Critical Interventions Framework II

Year: 2015

Author: Bennett, Anna, Naylor, Ryan, Gore, Jenny

Type of paper: Abstract refereed

This paper outlines the epistemological framework and inclusive evaluation ‘toolkit’ developed as part of the Critical Interventions Framework Part 2 (CIF Part 2). It explores the ‘real dichotomy’ (Hayton and Bengry-Howell, 2015), which operates in the conceptualisation of the ‘effectiveness’ of equity initiatives. This dichotomy is based on a tension between quantitative audit and qualitative practice approaches. Key to this is a difference in what is counted as learning, and what learning means across different groups and contexts. The tools developed for the CIF Part 2 disrupts this (op)positionality, so that both quantitative and qualitative forms of measurement may be captured and, in turn, counted.
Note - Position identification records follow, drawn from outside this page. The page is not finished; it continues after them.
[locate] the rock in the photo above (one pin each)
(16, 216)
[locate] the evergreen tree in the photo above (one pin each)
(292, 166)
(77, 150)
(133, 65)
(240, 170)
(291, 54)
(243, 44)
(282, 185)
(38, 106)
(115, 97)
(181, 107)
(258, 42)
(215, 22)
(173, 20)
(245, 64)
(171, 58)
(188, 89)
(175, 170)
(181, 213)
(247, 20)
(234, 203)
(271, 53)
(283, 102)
Mainstream adaptations of ‘cultural capital’ represent the concept as a form of capital that equity students and groups lack and equity initiatives must construct. This common assumption is based on the premise that acquisition is one-way and is rapid. It also presumes that culture is hermetic, static and fixed. This is a reductionist view, which Bourdieu did not limit the concept to; instead, he qualified that cultural capital is contextual, and inclusion is not about striving to simply impose hegemonic cultural forms onto non-dominant cultures (Bourdieu, 1986, p. 245). Equity initiatives are sites of inter-relating, where both ‘struggle’ and consensus occurs―not simple reproduction―and this is an important but overlooked aspect at ‘the heart of Bourdieu’s work’ (Burke, 2012). In order to enable equitable learning cultures, in addition to the participants in learning and teaching, program structures and evaluation methods must adjust to engage and maintain relevance. Theorising equitable learning cultures in this way enables development of a mutually engaged and inclusive evaluation method, which draws on approaches from ‘both sides’ (both audit and equity cultures), and which contains a multiplicity of valid forms of measurement and evidence. To illustrate this, an outline will be provided of the ‘Initiatives Assessment Tool’ (IAT), which was developed to guide the CIF Part 2 research instruments.